The value of these journals is that they were written by a Native American, but using western writing style that Americans could understand. Josephine Waggoner came from the Lakota tribe, but she was educated at the Hampton Normal school. She writes about the organization of the tribes (and sub tribes) along with their history, customs, and mythology.

Waggoner discusses how the tribes were divided into groups that remained near rivers and hunting grounds, rarely going far from their familiar territory. When settlers began moving in, the various groups were forced to move, and though she doesn’t expressly say it, the migration probably crowded the territory. That would’ve put a strain on the hunters’ supply of game.

The most fantastic story in the book is called Hampton and Back to Standing Rock. Two boys get into a dispute with a farmer, he tries to beat them, they beat him back, and off they run. These boys travel over mountains and rivers with meager food, all the way to Chicago, then join Hobos on a train ride home. Then they get taken in by Sitting Bull, who rails at an Army Major for conning the boys. The chapter describes how the schools used tricks to force the kids to learn English; they would house different tribes, like Apache and Sioux, in the same room. Since they didn’t speak the same language, they had no choice but to speak English to each other. However, the tribal work ethic shows through, like the time where some boys fix the cabin of a Black family, at their own expense.
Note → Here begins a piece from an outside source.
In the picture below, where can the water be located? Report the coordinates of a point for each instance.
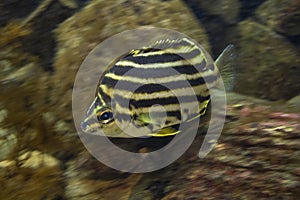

My only fault with the book is that it is a little too extensive. I would rather see this book divided into several, with the author’s life story, chief’s biographies, and descriptions of tribal life in separate volumes. The story of her own life would make for a great book in itself. I would also be interested to learn about her interaction with tribes that she would never have encountered, like the Oneida from New York and the Apache from the Southwest. But I’m grateful to be able to read a book like this, because it describes the Native American experience from someone who knew it firsthand.